Schwäbische Zeitung (Alb-Donau)
Ideologiefrei? Ja, bitte!
Liebe Grüne, springt über euren Schatten. Keine Denkverbote. Tut es für Deutschland.“Mit diesen Worten hat CDU-Chef Friedrich Merz die Grünen aufgefordert, sich einer längeren Laufzeit für die verbliebenen drei deutschen Atomkraftwerke bitte nicht zu verschließen. Klingt doch gut – sachorientiert, ideologiefrei.
Aber so etwas kann einem auf die Füße fallen. Sachorientiert und ideologiefrei will die Union, wie auch die Regierungspartei FDP, nämlich nur die Debatten über Fracking und Atomstrom führen. Bislang aber nicht die Möglichkeit, ein Tempolimit einzuführen. Pragmatische Flexibilität soll bitte nur der politische Gegner zeigen. Für den Weiterbetrieb der Atommeiler wird als Argument angeführt, dass jedes bisschen Energie gespart werden sollte, das irgendwie möglich ist. Wenn das wahr ist, dann gehört die Drosselung des Kraftstoffverbrauchs mittels Geschwindigkeitsbeschränkung mit in das Paket, über das man reden und verhandeln können muss.
In der Union scheinen nun die ersten Vertreter zu erkennen, dass die Forderung – „Keine Denkverbote!“– nicht nur für die andere Seite gelten kann, wenn man glaubwürdig bleiben möchte. Schließlich geht es darum, sich nicht nur beim Gas, sondern auch beim Öl vom Import aus Russland möglichst bald unabhängig zu machen.

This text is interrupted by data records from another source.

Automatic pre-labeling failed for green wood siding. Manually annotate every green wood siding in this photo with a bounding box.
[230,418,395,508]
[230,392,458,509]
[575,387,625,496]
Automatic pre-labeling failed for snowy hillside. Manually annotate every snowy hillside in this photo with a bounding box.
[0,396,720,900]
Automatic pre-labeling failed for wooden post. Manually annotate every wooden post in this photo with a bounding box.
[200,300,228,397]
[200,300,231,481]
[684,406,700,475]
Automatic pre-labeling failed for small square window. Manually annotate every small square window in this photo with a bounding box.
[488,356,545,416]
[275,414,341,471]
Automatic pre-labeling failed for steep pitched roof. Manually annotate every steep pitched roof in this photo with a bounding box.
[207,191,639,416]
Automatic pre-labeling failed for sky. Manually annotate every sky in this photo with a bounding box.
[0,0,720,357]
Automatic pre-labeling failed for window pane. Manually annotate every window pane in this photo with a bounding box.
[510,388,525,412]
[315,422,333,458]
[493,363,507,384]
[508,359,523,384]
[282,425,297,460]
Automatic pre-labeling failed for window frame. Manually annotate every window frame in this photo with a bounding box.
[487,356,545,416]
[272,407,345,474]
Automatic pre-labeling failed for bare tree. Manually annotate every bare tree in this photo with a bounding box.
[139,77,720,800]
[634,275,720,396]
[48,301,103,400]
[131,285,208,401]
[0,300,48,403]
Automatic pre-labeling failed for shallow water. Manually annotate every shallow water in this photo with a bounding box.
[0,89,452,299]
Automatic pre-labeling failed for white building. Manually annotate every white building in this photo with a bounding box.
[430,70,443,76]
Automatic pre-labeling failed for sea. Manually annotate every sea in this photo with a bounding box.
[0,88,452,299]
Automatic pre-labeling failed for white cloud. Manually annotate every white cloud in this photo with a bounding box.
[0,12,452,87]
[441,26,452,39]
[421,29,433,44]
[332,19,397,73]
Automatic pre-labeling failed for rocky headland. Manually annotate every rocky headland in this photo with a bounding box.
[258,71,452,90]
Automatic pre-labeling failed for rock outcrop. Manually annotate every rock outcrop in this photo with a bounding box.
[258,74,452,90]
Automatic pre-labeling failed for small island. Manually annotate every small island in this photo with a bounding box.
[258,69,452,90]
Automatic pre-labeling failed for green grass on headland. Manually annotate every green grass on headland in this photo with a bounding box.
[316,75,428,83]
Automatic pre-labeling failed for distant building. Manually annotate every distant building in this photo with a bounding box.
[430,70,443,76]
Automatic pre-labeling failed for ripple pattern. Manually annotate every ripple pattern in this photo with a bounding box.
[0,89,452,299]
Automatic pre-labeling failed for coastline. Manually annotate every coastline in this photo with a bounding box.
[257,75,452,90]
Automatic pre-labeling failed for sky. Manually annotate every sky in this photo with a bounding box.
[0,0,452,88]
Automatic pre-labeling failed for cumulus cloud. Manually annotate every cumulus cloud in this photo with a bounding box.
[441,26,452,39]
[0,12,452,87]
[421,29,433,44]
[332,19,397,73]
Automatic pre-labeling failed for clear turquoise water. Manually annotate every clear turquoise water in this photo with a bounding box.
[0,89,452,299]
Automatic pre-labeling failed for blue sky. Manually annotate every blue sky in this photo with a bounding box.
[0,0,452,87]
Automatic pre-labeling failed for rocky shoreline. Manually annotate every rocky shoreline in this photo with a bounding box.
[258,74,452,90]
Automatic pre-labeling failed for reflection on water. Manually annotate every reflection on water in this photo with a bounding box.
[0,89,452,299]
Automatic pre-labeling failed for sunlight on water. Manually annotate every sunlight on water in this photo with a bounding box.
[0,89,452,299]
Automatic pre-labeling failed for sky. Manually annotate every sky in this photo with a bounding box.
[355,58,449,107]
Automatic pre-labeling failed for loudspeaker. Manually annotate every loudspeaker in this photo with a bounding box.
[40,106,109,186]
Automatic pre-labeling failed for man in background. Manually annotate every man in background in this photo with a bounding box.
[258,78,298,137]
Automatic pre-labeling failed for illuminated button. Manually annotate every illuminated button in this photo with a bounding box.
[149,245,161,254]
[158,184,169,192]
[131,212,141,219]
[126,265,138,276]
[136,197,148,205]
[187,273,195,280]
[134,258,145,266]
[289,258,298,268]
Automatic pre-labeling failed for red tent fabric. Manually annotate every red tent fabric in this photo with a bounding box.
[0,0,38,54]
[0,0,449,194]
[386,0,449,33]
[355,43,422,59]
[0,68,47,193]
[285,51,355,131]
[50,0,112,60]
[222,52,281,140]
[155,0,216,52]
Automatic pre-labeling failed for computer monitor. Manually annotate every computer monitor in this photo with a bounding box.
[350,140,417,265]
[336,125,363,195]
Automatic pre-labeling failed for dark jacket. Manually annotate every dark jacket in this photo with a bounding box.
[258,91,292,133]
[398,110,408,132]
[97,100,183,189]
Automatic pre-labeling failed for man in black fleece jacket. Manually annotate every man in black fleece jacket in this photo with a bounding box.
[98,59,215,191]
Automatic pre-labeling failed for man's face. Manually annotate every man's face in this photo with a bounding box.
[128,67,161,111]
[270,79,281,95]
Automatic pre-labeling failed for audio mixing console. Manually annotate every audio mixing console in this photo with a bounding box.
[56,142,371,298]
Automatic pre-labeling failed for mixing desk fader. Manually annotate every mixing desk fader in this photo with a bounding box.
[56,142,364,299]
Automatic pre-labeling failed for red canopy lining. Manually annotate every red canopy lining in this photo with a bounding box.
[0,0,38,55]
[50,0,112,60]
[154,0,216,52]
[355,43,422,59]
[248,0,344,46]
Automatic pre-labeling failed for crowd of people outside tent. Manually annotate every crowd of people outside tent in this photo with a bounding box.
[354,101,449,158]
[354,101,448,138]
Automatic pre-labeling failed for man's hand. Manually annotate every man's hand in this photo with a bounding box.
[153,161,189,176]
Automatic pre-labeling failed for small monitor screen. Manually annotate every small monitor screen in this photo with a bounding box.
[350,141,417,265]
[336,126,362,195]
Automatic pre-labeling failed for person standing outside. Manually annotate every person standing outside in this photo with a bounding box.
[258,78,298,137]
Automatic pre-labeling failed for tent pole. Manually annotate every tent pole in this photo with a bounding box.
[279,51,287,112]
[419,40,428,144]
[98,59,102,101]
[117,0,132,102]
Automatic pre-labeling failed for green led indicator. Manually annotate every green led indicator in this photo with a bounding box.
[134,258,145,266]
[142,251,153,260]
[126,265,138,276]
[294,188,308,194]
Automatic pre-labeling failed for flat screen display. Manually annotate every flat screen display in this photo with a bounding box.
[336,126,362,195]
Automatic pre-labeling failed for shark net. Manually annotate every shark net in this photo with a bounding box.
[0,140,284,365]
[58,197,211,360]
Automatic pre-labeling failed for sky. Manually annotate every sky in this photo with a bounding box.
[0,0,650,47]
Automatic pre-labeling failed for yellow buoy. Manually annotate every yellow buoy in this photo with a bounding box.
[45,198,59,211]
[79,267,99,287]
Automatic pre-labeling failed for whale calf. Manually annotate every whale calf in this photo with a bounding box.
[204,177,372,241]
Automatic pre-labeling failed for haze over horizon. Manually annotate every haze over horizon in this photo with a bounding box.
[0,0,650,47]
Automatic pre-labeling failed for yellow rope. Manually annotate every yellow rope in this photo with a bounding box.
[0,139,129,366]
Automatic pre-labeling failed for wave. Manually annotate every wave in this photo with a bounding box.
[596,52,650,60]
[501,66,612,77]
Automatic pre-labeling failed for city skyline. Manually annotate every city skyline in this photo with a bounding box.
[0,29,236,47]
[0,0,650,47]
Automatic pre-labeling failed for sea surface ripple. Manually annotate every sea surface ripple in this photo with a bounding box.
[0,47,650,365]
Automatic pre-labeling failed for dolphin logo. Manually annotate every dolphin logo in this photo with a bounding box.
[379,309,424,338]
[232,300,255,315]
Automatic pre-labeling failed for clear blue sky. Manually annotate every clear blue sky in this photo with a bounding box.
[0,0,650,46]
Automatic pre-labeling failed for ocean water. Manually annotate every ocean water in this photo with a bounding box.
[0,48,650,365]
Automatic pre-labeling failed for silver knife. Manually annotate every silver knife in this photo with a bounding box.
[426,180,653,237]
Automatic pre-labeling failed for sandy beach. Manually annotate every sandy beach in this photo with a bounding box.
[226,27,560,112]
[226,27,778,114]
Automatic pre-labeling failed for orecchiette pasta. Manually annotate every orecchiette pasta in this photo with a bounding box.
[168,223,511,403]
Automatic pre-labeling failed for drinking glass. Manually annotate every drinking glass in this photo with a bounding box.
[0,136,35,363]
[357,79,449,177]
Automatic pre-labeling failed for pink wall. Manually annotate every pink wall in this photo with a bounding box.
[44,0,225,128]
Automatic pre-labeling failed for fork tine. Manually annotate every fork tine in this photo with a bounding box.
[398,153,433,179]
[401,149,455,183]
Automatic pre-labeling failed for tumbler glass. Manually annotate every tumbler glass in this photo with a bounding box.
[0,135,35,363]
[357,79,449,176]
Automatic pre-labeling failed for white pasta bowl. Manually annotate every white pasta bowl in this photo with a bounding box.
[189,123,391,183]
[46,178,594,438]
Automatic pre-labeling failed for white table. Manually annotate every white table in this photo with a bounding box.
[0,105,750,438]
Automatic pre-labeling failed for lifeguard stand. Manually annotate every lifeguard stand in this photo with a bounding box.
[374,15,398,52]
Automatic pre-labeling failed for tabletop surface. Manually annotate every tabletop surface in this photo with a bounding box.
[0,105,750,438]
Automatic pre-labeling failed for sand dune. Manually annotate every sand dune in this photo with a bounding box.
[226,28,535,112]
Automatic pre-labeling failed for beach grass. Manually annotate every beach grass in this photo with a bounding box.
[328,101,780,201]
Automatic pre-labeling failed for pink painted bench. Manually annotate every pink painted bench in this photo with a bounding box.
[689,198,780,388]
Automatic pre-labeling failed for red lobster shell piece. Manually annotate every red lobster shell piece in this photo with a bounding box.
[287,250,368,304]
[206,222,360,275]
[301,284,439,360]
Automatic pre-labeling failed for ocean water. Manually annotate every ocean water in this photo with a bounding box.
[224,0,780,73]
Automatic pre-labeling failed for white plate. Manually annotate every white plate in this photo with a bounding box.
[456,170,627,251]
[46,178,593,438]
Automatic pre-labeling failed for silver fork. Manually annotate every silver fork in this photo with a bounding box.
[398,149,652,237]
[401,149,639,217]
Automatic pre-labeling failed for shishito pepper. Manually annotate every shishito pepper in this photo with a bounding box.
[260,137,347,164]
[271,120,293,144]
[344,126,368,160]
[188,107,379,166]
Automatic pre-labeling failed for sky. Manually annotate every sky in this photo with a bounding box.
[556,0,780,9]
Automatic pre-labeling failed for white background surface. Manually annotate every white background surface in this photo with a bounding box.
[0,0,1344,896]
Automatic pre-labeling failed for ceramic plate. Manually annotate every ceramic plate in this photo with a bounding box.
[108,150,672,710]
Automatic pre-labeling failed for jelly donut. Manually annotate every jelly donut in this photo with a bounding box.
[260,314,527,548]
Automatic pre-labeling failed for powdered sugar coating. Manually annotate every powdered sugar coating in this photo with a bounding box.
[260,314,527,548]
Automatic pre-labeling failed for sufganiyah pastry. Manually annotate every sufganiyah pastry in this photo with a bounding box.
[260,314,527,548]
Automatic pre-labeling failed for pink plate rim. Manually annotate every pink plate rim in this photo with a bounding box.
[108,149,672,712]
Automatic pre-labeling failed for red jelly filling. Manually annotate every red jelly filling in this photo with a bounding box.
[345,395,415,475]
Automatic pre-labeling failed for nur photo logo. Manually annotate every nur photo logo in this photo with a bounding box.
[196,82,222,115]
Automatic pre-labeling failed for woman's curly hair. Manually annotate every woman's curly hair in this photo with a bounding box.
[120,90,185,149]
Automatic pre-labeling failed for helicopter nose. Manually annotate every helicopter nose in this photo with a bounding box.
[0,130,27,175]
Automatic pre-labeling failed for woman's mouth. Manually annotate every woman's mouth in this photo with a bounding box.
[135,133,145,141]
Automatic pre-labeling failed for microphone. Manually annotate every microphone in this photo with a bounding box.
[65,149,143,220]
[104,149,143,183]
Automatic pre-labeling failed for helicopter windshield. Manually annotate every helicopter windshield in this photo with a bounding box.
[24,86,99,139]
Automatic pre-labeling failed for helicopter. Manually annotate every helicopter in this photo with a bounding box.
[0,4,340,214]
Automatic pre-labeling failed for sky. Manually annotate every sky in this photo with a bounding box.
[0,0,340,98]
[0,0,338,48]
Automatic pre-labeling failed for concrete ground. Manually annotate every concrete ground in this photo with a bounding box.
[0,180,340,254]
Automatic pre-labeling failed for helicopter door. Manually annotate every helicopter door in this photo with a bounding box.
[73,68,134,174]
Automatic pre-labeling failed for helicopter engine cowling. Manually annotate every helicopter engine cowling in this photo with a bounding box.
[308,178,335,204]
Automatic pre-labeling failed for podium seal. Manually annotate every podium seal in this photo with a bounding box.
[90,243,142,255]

Was die Diskussion schwieriger macht: Den Gegnern eines Tempolimits ist vermutlich klar, dass eine einmal eingeführte Geschwindigkeitsbegrenzung kaum wieder rückgängig gemacht werden dürfte. Denn neben dem Wunsch, sich aus der Abhängigkeit von Russland zu befreien, sprechen ja noch viele andere Gründe für das Limit, von der CO2-Einsparung bis zur Verkehrssicherheit. Hinzu kommt, dass das Thema langfristig an Bedeutung verliert. Wenn Autos erst einmal autonom über Deutschlands Autobahnen fahren, hat sich die freie Fahrt für freie Bürger ohnehin erledigt – solche Entscheidungen fällt dann der Bordcomputer. Den Freiheitsbegriff an der Lizenz zum Rasen festzumachen, taugt nicht für die Zukunft.